N.B. The query argument is not available for sdv.my_datasets().

Retrieving raw/full data

After you have retrieved a dataset summary, you can then continue to download the raw/full data from this dataset by calling the get_data() method on this object:

import sdvclient as sdv

for dataset in sdv.my_datasets():
    full_data = dataset.get_data()

Or you can retrieve the raw/full data directly if you know the dataset id:

import sdvclient as sdv

full_data = sdv.get_data(id=1337)

Every object that is returned from get_data() has attributes like title, event_start, event_end, owner, sport, type, tags and more fields depending on the data_type. For example a dataset with type strava_type has an attribute dataframe that contains a pandas.DataFrame with the data from this dataset.

dataset.data_type
>>> "strava_type"
dataset.dataframe
>>> <pandas.DataFrame>

Strava data type

As mentioned above, dasets of type strava_type have an attribute dataframe with the corresponding data in a dataframe:

dataset.data_type
>>> "strava_type"
dataset.dataframe
>>> <pandas.DataFrame>

Questionnaire data type

Datasets of type questionnaire have a questions attribute which contains of all the questions and answers in the questionnaire. For each question+answer, the question and answer are available on the question and answer attributes, respectivily.

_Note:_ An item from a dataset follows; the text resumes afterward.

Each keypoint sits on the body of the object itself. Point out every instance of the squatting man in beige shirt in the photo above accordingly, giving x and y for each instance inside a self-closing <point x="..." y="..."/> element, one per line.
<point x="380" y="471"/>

dataset.questions[2].question
>>> "this is a question"

dataset.questions[2].answer
>>> "this is an answer"

Generic CSV data type

For generic tabular data like csv's the returned dataset has an attribute dataframe with the corresponding data in a dataframe:

dataset.data_type
>>> "generic_csv_type"
dataset.dataframe
>>> <pandas.DataFrame>

Daily activity data type

For daily activity data that is coming from e.g. Fitbit or Polar, the returned dataset has a range of attributes:

  • steps
  • distance
  • calories
  • floors
  • sleep_start
  • sleep_end
  • sleep_duration
  • resting_heart_rate
  • minutes_sedentary
  • minutes_lightly_active
  • minutes_fairly_active
  • minutes_very_active
dataset.data_type
>>> "fitbit_type"
dataset.resting_heart_rate
>>> 58

Please note that not all attributes are always available, this is platform and device dependent.

Unstructured data

Unstructured data is data (files) that Sport Data Valley does not know how to process. These files are stored "as is" in the platform and can be download via this client library as well: For generic tabular data like csv's the returned dataset has an attribute dataframe with the corresponding data in a dataframe: Unstructured data has a file_response attribute that contains a requests.Response object.

dataset.data_type
>>> "unstructured"
dataset.file_response
>>> <Response [200]>

Read more about processing files downloaded with the Python requests library here. E.g. to process binary response content, see here.

Other data types

Although this library will be updated when new data types are added it can happen that a specific data type is not fully supported yet. In that case the returned dateset will be identical as unstructured data, with an file_response attribute that contains a requests.Response object. Unstructured data is data (files) that Sport Data Valley does not know how to process.

dataset.data_type
>>> "some new data type"
dataset.file_response
>>> <Response [200]>

Authentication

The library retrieves your API token from the SDV_AUTH_TOKEN environment variable. If you are working in the Sport Data Valley JupyterHub, this is automatically set. If you are working in a different environment, you can retrieve an API token from the "Advanced" page here and set it like this:

sdv.set_token("your API token here")

Development

Adding Python versions

The supported Python versions are specified in pyproject.toml[tool.poetry.dependencies]#python. The Python versions that are tested are specified in pyproject.toml[tool.tox]#envlist and in Dockerfile.test. If you want to add a new supported Python version, or want to test against a newer version of an existing Python version, the versions at these locations need to be updated.

Contributors

License

See LICENSE file.

Project details


Download files

Download the file for your platform. If you're not sure which to choose, learn more about installing packages.

Source Distribution

sdvclient-0.4.1.tar.gz (9.6 kB view details)

Uploaded Source

Built Distribution

If you're not sure about the file name format, learn more about wheel file names.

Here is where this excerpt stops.